Weight trend from Jan’20-Oct’20

Weight trend from Jan’20-Oct’20

How this applied to my career

When asked in 2018 about my career ambitions, I said my goal was to be a C-level, but I had no idea how to get there. I didn’t know where to start and neither did people around me - I was stuck with no direction. People, with the best intentions, kept telling me “Look at the people you really admire and try to be more like them. Find your role model.” So I kept looking up to people I admired, who were on a completely different level from mine, and the gap was so big that I kept feeling inadequate and not knowing how to be like them.

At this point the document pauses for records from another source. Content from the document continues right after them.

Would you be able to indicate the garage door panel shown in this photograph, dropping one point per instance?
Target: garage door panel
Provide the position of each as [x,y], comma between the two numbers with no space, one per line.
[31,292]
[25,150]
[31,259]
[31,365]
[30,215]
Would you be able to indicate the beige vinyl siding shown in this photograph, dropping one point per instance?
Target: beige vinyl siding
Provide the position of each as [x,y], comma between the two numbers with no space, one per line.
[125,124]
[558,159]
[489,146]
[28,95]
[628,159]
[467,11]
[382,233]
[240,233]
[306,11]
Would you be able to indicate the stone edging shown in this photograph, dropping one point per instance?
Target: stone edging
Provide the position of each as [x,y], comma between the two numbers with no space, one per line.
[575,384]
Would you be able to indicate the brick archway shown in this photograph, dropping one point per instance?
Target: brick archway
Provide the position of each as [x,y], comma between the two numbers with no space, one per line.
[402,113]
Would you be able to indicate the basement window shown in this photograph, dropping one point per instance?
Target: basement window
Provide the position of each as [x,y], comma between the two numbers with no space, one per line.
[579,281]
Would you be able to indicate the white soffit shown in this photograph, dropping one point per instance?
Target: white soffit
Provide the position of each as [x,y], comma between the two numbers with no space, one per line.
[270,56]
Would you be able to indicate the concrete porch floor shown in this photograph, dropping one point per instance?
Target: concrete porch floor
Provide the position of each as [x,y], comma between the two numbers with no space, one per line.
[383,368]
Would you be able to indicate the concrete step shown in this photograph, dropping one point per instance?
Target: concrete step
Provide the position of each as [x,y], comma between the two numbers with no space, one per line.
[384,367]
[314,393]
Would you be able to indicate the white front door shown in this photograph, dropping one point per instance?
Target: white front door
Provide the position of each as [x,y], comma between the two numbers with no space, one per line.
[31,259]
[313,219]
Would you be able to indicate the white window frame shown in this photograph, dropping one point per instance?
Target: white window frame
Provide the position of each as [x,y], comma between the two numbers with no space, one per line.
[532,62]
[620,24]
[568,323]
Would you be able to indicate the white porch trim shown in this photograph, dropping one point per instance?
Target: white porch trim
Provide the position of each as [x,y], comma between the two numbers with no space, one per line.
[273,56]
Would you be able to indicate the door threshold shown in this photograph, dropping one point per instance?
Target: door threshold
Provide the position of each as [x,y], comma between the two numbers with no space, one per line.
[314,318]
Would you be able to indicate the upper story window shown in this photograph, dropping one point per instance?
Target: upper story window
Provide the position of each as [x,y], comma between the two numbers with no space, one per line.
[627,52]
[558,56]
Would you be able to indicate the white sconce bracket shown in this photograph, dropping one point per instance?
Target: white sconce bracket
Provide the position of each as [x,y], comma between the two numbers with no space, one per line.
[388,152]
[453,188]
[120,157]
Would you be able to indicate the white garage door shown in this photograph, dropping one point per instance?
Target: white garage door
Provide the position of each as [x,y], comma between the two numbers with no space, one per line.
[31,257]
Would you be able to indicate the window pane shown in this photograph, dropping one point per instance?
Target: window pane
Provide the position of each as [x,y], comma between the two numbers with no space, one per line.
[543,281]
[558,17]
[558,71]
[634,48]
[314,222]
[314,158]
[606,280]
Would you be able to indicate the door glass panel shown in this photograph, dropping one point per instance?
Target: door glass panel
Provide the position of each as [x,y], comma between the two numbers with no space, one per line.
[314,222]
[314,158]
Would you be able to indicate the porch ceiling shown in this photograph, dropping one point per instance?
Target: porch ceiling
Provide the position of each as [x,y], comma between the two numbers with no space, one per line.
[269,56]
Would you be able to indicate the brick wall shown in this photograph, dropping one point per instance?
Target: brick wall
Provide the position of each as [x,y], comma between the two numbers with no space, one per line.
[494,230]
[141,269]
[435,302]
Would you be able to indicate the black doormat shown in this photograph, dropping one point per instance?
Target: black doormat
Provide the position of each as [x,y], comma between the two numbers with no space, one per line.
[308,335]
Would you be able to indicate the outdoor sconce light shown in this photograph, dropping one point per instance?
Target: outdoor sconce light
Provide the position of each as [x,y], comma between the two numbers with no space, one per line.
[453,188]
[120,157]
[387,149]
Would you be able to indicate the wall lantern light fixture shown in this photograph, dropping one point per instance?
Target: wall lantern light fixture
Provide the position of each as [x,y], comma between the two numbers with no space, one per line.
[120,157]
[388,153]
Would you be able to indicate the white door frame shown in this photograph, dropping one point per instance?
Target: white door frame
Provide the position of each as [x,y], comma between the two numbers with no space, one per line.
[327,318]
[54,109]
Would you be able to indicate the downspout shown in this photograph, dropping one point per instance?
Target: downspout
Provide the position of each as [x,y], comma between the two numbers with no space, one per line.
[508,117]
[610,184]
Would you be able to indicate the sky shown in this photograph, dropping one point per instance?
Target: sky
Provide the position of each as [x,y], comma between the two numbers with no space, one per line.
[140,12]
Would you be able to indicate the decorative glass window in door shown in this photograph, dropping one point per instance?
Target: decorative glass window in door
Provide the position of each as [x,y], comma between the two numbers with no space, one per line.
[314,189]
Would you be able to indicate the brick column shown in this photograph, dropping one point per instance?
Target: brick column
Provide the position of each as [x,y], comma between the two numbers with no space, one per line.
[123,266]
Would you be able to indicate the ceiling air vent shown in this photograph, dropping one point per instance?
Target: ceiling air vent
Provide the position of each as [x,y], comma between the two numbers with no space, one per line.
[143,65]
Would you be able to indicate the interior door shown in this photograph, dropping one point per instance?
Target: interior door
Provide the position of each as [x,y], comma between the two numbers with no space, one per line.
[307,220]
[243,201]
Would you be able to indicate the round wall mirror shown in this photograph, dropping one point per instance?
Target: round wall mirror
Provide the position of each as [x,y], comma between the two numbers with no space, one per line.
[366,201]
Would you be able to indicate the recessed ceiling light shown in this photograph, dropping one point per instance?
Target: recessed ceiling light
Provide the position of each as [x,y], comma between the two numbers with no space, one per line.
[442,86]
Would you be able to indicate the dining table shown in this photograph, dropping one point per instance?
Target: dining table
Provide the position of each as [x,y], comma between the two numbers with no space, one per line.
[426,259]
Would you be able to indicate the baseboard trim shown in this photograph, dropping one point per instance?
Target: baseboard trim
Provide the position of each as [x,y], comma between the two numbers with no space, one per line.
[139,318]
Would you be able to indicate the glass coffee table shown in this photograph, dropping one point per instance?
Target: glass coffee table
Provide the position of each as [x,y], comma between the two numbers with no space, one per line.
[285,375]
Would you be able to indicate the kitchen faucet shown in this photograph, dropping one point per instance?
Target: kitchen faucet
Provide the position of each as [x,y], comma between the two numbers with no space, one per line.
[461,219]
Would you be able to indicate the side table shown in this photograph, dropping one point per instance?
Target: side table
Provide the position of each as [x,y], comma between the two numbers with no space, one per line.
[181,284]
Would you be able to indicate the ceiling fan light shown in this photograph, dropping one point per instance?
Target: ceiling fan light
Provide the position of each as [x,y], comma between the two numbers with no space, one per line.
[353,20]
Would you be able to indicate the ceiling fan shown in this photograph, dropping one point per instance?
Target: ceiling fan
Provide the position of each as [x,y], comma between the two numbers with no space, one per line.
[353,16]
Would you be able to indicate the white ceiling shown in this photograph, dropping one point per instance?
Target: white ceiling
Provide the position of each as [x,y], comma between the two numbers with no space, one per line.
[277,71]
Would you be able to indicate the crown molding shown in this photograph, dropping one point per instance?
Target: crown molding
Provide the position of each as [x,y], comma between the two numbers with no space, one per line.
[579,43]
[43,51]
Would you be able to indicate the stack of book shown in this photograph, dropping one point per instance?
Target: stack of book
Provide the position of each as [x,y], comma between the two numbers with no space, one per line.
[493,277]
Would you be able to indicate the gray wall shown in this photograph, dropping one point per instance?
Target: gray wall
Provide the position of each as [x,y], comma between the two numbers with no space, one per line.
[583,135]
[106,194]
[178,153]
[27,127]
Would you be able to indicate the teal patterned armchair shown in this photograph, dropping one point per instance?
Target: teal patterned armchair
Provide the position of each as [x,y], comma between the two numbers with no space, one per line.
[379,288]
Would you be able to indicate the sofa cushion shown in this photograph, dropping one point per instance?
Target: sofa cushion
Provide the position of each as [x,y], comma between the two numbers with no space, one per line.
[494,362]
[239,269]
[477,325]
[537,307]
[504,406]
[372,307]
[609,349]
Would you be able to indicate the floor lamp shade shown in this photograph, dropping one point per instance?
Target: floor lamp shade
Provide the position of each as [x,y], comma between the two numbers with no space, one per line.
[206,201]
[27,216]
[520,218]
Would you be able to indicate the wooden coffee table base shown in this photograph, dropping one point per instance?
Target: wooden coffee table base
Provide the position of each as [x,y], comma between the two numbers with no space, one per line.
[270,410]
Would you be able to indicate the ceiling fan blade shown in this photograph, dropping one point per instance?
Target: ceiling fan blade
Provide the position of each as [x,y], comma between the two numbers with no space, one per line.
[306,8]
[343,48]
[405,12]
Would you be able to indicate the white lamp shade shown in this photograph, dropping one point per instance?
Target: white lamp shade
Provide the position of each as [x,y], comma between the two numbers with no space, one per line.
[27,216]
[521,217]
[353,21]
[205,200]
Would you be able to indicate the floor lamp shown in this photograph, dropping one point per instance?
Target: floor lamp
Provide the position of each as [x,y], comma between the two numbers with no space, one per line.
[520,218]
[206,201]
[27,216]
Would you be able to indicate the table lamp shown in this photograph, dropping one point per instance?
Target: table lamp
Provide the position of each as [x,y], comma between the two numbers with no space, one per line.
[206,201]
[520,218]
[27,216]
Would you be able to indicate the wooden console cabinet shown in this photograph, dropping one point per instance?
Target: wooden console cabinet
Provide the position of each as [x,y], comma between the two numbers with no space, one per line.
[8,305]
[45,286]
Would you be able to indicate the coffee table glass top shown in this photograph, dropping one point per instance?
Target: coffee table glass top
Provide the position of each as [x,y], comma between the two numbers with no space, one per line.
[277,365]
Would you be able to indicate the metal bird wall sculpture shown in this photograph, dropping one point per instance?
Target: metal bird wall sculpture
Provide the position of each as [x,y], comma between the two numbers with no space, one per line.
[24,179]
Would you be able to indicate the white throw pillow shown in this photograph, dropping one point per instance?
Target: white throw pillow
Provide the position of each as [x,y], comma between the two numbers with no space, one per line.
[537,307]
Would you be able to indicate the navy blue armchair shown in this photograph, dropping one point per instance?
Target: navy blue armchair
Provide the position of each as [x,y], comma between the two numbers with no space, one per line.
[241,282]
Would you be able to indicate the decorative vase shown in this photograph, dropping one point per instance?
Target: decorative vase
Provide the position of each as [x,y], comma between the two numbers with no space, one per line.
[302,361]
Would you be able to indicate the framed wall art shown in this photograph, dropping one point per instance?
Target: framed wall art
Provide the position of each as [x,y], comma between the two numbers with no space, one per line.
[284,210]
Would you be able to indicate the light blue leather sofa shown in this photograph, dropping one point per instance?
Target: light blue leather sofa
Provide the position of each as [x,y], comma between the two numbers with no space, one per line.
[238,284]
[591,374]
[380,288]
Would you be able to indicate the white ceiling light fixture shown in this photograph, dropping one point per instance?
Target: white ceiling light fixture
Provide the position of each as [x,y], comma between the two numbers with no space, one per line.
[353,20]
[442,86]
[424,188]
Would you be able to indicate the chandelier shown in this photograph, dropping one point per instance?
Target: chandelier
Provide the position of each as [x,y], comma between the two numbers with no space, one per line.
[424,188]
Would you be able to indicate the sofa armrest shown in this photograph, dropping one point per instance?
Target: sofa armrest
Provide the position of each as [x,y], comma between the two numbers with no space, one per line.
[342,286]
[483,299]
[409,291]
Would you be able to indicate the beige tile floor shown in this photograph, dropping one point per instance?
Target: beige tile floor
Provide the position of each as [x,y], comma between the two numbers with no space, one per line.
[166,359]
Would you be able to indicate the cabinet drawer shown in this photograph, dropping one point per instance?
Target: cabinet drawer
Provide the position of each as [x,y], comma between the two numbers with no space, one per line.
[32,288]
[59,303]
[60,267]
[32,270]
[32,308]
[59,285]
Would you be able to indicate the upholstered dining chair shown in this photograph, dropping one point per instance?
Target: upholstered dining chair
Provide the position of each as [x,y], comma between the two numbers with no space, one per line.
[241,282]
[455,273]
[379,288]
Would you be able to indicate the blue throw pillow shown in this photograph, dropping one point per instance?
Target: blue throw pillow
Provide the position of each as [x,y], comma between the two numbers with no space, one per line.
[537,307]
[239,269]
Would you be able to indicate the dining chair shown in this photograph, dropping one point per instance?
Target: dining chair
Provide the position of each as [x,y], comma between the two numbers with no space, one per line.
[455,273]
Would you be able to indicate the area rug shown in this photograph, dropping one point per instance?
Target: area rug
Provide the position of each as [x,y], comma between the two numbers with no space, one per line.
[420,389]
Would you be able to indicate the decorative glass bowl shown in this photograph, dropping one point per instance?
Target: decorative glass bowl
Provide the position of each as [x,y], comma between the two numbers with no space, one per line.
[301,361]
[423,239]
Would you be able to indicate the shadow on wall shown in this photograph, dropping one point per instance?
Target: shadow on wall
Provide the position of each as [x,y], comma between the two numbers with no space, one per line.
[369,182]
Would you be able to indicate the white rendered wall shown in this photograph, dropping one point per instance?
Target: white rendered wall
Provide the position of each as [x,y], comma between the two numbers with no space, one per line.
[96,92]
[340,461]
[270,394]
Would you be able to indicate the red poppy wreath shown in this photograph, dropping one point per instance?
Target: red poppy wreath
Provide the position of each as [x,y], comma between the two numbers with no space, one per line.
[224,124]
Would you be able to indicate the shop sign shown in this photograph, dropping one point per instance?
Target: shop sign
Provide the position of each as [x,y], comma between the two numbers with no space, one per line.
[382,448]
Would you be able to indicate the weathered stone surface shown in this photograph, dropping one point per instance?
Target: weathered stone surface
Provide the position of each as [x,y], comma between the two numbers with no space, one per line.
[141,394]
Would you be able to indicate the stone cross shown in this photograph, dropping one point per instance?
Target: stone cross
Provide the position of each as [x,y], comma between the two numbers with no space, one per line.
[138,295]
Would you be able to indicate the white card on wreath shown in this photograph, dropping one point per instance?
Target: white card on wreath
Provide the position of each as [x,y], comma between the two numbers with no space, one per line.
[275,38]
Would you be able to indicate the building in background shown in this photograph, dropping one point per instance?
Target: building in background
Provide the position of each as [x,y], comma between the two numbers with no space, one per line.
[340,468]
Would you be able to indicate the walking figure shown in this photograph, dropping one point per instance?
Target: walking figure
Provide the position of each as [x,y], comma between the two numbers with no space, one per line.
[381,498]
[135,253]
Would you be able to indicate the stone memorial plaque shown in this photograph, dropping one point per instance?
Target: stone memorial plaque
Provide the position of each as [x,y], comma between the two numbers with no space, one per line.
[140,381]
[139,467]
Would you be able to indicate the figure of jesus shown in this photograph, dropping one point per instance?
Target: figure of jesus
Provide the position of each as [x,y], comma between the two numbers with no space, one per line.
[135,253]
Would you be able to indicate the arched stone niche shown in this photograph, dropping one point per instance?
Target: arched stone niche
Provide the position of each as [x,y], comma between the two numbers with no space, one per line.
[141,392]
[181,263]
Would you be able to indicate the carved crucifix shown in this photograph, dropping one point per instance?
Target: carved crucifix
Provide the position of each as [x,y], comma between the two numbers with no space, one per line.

Thankfully, I crossed paths with great mentors - leaders who I really admire and from whom I have learnt an incredible amount. They have created a safe space for me to evaluate my strengths and weaknesses, and they helped guide me on the journey to become a better version of myself rather than someone else. When I started focusing on me and the things I enjoyed doing, my career took a turn.

I understood what made me happy (solving problems and helping others) and I realised that by doing what I loved, my growth - both personal and professional - started to flourish naturally.

I applied the same principles from my fitness life to my work life - made small changes, tried different things and kept getting motivated by the results of my actions. Once I stopped obsessing about a level well above mine and I started focusing on me and on what made me happy, my career started to organically be filled with growth and motivation - even when the job title wasn’t changing.


Looking back, I wouldn’t change a thing. Every failure, every twist, and every moment of self-doubt has turned me into who I am today. I’m no longer sitting and waiting for someone else to pick me for their team; I’m picking myself and building my own path and, as a consequence, growing and being picked by people who believe in me.